At the time that this trial was recruiting, evidence for the use of pelvic MRI to accurately assess stage of rectal cancer was insufficient. (The results of the multicentre MERCURY study42,43 were published after the trial closed to recruitment.) Pelvic MRI and CT scans were used in the preoperative staging in 556 (41%) and 812 (60%) of the patients in this trial, respectively, and examination under anaesthetic in 548 (41%). These factors suggest that there is scope for future studies that incorporate MRI staging and compare preoperative radiotherapy and chemoradiotherapy in a defined population of patients whose margin of excision is not at risk.


In the UK the trial was funded and sponsored by the Medical Research Council, and in Canada by the National Cancer Institute of Canada.
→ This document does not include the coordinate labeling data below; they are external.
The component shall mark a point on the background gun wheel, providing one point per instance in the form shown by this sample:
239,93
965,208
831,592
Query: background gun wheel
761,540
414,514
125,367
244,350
The trial was run by the Medical Research Council Clinical Trials Unit. We thank all the patients who participated in this study.


All the authors were members of the trial management group, participated in the discussion and interpretation of data, and in writing of the paper. DS-M was the chief investigator, chair of the trial management group, and participated in the design of the trial. RS originally conceived the idea for the trial, participated in its design, and advised on the surgical aspects. JM participated in the design and advised on the surgical aspects of the trial. RG and SK advised on the radiotherapy aspects of the trial. PQ participated in the design and advised on the pathological aspects of the trial. JC and CdM were responsible for the involvement of the National Cancer Institute of Canada. RJS was the lead Clinical Trials Unit investigator for the trial, and participated in the design and data analysis. GG was the project leader for the trial up until 2005. LCT was the trial statistician and was responsible for the data analysis of the trial. MP was the programme leader for colorectal cancer trials in the Medical Research Council Clinical Trials Unit, and participated in the design and data analysis of the trial.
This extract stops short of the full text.